Remove eye bags in three steps
- 1
Upload your portrait
Open Magic Eraser on the web, iOS, or Android and upload the portrait or selfie. It works on close-up faces, full headshots, and people pictured in group photos.
- 2
Brush the puff and its shadow
Paint over the raised bag and the shadow that falls just under it. Keep the brush below the lash line and away from the eyelid and lashes — covering the puff and its shadow, not the eye itself, gives the most natural result.
- 3
Erase and review
Tap Erase and the AI flattens the puffiness and rebuilds the under-eye skin underneath. Check that some natural contour remains so the eye still looks real, ease off if it reads too smooth, then export the retouched portrait.
Best for
- Freshening up tired-looking selfies after a short night
- Softening under-eye puffiness in professional headshots
- Calming swelling that hard flash or overhead light exaggerates
- Touching up profile photos and dating-app pictures
- Reducing allergy or post-cry puffiness in a single portrait
- Evening out one person's under-eye area in a group photo
- Subtle retouching that keeps real under-eye skin texture
- Preparing a rested-looking portrait when only one frame is usable
What to expect from eye-bag removal
Eye bags are about volume and the shadow that volume casts, which is different from dark circles — those are color or pigment under the eye, and a different brush target. Magic Eraser works best on bags when you keep the edit gentle and let the surrounding skin guide the reconstruction. A clear under-eye area with even light rebuilds cleanly, because the AI can extend cheek tone and a soft shadow into the flattened region. Leave a hint of natural contour in place; erasing every shadow makes the eye look flat or pasted on, which is the tell-tale sign of over-editing. Stay below the lash line and off the eyelid, since brushing the eye itself can smear lashes or distort the lid. Strong, directional shadows and heavy makeup can be harder for the AI to read, so those may need a more careful brush. As with all generative retouching, the tool produces a plausible, flattering reconstruction of the area rather than an accurate medical picture of your skin — it softens how puffiness looks in one photo, and it cannot diagnose or treat the swelling itself. Treat the output as a portrait edit, not a health claim.

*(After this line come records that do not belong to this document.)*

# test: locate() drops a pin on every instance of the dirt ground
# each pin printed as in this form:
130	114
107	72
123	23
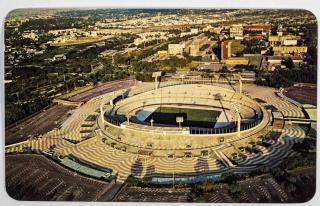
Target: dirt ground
41	123
305	94
101	89
34	177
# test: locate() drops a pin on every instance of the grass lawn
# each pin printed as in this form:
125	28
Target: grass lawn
192	117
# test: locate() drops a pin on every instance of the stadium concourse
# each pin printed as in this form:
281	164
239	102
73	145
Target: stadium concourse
120	142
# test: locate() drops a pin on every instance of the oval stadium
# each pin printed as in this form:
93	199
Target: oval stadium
180	131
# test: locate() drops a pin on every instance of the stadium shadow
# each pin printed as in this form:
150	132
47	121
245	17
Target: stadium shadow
137	168
201	165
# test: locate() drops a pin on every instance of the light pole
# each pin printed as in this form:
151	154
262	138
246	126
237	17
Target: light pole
236	109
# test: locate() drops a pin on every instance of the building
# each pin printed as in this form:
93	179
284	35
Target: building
281	40
278	121
59	57
236	30
258	27
248	76
176	49
236	60
225	49
290	49
162	53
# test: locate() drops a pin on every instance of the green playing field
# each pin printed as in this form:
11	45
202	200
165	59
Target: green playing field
192	117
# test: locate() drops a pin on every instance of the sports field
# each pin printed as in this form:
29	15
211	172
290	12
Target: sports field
192	117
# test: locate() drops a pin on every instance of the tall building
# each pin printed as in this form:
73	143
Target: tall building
225	49
236	30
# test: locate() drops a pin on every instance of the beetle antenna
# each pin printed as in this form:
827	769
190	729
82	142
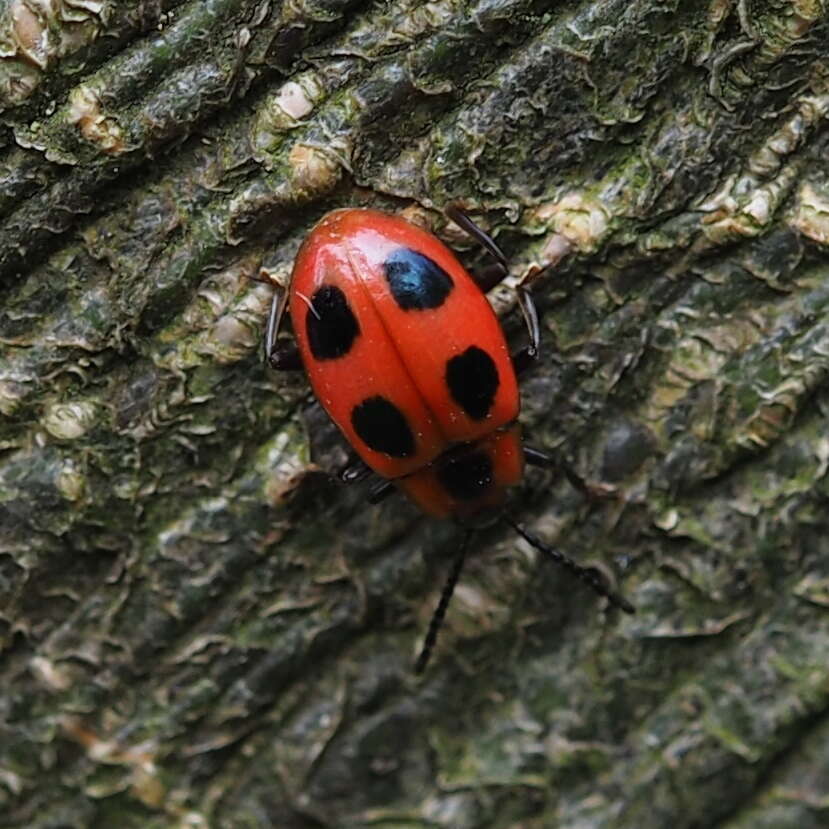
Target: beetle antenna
440	610
587	575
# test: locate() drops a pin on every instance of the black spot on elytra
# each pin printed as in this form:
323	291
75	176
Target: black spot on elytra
330	323
467	476
383	427
417	283
472	378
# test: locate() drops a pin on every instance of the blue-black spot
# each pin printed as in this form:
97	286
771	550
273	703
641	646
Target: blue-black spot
466	476
472	378
417	282
383	427
330	323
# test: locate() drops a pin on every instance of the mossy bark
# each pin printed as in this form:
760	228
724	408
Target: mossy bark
198	627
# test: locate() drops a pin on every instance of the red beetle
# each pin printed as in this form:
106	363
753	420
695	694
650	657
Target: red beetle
406	355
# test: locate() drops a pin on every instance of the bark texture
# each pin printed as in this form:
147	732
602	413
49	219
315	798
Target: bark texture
199	628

Frequently asked questions
- What is the difference between eye bags and dark circles?
- Eye bags are puffiness or swelling — a raised ridge of volume under the eye — while dark circles are color or pigment in the same area. Magic Eraser handles both, but you brush them differently: for bags, target the raised puff and its shadow; for dark circles, target the discolored skin.

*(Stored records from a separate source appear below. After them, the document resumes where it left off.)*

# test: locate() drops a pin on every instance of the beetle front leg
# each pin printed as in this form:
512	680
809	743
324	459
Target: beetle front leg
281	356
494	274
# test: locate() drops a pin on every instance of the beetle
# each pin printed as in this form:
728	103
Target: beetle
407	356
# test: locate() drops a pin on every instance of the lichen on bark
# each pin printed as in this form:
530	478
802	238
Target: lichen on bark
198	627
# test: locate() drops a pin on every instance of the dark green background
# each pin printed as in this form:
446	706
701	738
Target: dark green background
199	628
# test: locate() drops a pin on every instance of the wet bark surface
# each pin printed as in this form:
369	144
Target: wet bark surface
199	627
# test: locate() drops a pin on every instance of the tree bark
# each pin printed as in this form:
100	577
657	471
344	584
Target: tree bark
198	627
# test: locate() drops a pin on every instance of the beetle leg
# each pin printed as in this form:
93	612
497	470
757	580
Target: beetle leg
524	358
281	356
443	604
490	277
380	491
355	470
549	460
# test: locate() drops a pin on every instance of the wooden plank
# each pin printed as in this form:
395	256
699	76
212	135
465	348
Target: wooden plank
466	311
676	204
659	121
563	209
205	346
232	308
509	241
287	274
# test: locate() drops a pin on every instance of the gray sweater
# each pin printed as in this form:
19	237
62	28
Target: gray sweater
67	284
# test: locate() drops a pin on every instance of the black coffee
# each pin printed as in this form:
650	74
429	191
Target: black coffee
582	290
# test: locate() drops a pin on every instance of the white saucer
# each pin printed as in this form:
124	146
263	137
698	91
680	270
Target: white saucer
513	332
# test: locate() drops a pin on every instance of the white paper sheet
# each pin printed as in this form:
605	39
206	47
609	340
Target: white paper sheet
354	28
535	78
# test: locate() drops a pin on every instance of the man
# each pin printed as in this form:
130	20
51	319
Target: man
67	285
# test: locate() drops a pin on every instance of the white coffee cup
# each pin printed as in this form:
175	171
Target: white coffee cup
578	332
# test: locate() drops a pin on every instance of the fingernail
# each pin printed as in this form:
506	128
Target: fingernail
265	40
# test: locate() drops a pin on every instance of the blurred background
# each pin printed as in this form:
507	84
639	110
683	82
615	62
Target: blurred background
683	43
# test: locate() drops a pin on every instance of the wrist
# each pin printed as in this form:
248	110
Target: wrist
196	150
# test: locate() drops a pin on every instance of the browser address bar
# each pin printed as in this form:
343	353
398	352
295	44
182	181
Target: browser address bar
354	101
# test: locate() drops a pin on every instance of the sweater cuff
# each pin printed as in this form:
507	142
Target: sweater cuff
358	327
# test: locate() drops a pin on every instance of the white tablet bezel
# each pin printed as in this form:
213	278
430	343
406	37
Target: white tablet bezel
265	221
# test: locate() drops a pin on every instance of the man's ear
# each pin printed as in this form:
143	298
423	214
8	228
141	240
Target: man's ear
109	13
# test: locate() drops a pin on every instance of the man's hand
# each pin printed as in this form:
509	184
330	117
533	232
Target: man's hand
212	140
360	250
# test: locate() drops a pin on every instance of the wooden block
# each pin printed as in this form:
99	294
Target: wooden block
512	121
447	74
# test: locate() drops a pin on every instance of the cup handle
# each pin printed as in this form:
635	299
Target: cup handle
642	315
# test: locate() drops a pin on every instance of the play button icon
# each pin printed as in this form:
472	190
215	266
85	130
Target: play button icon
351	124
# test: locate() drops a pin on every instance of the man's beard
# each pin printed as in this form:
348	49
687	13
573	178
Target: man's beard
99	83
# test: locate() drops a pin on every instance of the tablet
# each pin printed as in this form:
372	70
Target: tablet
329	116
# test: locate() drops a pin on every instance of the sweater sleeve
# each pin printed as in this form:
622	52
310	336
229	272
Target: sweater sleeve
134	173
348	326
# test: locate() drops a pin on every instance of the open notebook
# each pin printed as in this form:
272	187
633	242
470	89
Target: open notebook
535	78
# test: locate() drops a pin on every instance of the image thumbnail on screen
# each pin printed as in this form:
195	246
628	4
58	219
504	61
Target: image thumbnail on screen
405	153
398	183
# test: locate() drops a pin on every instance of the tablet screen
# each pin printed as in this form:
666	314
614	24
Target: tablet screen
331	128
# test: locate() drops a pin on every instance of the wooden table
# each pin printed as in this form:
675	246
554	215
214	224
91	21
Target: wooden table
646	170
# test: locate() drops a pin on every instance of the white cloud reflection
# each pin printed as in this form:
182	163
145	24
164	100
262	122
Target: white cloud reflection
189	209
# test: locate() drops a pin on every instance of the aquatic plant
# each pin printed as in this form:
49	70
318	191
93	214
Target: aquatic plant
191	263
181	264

- Will it look obviously edited?
- Not if you keep it subtle. Because Magic Eraser rebuilds real skin texture and a soft shadow instead of blurring, light edits read as a rested look. Leave a little natural contour under the eye — erasing it entirely is what makes a face look flat and retouched.
- Should I brush the eyelid or lashes?
- No. Stay below the lash line and cover only the puffy bag and the shadow beneath it. Painting over the eyelid or lashes can smear them or distort the eye, so let the AI smooth just the under-eye transition.
- Is eye-bag removal free?
- Yes. Magic Eraser's free tier handles under-eye retouching on web, iOS, and Android. Upload your portrait, brush the puff and its shadow, and export the result at no cost.